As in our study, Demirbag et al. [15] reported that OSI and uric acid levels increased in patients with idiopathic dilated cardiomyopathy. However, the TAC levels of plasma were significantly lower in the control subjects. Previous studies by Hill and Singal [6] demonstrated that HF subsequent to myocardial infarction was associated with an antioxidant capacity deficit as well as with increased oxidative stress. However, unlike these studies, we excluded HF due to ischemic etiology. Therefore, in our study, the TAC level was comparable in both groups but the TOS levels were significantly higher in the HF group. In addition, the uric acid level was moderately positively correlated with OSI (fig. 2).
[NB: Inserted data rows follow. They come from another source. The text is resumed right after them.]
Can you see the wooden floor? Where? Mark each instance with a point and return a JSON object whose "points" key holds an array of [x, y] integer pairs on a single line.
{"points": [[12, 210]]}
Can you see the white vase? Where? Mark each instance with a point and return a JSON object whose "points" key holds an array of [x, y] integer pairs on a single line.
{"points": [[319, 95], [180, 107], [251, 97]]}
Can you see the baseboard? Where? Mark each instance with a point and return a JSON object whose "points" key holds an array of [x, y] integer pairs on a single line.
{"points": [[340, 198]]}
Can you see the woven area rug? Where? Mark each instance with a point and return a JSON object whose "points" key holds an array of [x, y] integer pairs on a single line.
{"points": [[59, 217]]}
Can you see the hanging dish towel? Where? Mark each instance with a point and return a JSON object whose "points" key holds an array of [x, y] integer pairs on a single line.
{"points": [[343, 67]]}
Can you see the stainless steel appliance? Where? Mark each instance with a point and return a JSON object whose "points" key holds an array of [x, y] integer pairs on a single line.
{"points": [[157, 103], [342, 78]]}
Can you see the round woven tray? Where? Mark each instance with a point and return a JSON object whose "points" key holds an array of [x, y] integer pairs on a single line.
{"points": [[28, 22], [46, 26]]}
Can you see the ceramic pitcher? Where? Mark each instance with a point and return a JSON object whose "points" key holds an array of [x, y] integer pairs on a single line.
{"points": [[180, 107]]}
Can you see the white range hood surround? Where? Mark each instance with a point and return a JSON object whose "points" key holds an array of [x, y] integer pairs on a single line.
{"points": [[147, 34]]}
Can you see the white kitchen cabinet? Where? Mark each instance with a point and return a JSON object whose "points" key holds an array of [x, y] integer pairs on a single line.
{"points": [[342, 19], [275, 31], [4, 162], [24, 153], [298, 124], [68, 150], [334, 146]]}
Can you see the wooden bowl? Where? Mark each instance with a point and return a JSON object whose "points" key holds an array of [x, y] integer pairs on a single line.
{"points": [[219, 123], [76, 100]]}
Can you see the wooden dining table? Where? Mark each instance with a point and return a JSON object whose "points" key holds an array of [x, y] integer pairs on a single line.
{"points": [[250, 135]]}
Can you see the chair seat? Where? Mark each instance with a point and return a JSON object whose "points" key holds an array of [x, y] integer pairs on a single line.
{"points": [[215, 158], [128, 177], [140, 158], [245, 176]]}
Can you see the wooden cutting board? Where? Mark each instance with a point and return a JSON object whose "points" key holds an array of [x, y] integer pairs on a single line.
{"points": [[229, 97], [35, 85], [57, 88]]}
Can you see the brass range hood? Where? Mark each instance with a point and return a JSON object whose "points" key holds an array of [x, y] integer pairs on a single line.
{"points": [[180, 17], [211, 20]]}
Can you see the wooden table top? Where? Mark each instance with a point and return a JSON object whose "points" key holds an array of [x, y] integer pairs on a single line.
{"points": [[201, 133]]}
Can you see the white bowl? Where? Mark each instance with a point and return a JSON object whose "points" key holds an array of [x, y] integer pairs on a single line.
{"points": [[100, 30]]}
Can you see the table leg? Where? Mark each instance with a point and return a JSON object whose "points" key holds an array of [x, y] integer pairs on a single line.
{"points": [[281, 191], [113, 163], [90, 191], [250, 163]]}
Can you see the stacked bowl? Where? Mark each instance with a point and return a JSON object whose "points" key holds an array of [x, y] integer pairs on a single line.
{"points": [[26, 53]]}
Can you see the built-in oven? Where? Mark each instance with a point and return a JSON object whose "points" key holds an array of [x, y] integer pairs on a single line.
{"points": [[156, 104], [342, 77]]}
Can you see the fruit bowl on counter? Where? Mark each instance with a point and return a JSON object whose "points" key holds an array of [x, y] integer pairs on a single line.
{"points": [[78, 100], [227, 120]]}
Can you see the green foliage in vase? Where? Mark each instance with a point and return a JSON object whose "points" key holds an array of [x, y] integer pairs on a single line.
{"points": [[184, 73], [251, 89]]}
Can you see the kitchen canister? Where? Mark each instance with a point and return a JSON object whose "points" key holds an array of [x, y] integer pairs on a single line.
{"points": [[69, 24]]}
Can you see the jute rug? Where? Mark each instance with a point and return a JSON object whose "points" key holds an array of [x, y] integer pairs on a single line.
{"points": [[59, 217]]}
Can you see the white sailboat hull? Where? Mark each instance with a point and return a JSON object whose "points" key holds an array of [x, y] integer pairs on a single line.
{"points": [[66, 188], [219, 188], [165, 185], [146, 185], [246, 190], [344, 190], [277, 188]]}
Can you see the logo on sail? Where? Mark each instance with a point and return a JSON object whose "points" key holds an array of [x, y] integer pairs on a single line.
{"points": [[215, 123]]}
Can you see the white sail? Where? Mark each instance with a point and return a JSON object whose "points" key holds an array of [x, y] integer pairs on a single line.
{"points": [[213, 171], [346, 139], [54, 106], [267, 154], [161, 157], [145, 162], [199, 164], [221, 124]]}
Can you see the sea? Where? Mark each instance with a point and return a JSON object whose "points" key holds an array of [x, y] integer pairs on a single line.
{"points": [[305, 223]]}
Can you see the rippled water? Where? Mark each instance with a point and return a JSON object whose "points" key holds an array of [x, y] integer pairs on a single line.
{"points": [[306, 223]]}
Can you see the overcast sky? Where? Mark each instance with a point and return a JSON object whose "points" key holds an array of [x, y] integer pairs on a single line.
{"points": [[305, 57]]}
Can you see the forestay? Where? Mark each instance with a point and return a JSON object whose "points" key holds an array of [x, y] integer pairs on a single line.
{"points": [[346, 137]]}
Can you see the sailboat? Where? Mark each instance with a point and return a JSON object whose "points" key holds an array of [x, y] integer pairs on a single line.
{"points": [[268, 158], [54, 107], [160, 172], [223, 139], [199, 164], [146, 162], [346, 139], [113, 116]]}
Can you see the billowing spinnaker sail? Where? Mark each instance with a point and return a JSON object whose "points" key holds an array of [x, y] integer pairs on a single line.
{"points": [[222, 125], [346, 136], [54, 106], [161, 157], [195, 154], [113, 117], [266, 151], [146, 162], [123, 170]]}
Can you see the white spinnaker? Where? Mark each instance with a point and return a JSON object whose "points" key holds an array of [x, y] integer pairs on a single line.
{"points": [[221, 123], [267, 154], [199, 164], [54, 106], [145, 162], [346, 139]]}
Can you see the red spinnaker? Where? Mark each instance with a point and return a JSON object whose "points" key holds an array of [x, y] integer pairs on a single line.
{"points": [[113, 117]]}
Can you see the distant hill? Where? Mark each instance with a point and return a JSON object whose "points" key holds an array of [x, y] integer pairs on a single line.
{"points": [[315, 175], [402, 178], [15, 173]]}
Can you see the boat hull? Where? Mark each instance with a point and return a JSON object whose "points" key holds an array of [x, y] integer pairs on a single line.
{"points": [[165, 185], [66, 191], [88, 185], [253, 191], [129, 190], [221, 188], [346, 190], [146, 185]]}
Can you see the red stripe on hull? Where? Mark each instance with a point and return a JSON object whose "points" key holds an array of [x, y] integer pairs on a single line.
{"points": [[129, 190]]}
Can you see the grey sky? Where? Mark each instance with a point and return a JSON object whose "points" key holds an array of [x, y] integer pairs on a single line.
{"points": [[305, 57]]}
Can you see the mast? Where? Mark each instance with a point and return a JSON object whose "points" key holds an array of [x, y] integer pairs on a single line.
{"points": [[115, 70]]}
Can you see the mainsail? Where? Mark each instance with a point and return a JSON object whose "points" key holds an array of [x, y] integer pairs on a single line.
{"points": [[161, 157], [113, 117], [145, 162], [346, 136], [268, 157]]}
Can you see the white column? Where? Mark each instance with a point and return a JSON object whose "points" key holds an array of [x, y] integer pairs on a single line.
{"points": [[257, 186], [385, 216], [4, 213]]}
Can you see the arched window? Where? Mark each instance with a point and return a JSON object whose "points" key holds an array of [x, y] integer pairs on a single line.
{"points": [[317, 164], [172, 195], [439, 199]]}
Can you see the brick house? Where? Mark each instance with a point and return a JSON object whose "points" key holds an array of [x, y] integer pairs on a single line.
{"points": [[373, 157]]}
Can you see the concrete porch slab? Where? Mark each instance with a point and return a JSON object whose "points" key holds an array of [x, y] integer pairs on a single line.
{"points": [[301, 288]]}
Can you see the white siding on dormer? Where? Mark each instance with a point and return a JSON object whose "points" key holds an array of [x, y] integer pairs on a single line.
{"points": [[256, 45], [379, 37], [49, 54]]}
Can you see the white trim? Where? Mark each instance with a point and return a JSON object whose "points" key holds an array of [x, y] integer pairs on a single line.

Similarly to our study, Demirbag et al. [15] found a negative correlation between EF and OSI. In an animal experiment, it was also reported that there was a significant negative correlation between the plasma lipid peroxidation product, malondialdehyde and LVEF (r = 0.35) [5]. Diraman et al. [27] found that antioxidant enzyme levels for patients with an EF <25% were significantly lower than for patients with an EF ≥25%. A previous study has shown that in children with idiopathic dilated cardiomyopathy undergoing standard treatment, abnormal antioxidant enzyme activity was found [28]. Sezgin et al. [29] have found similar results in patients with less severe HF when an EF limit of 35% was used. In addition, Erdogan et al. [30] showed that a 3-month treatment with allopurinol, an antioxidant agent, was significantly associated with reduced uric acid levels and improvement in coronary flow reserve and LV functions in patients with idiopathic dilated cardiomyopathy and hyperuricemia. Based on the aforementioned data, we suggest that antioxidant treatment could be used widely in HF patients.
The limitations of this study include the small number of patients with nonischemic HF. In addition, the analysis was based on a simple baseline determination at a single time point, which might not reflect patient status over long periods.
Conclusion
The present study showed that OSI levels were significantly increased in patients with nonischemic HF compared to control participants. The change in TOS, OSI and uric acid levels in the study groups might indicate increased oxidative status in patients with HF. This may be associated with increased cardiovascular risk. Our findings also suggest that antioxidant treatment might be helpful for these patients. However, further prospective studies are needed to establish the pathophysiological and clinical significance of increased oxidative status in patients with HF.
Disclosure Statement
The authors have no conflicts of interest to declare.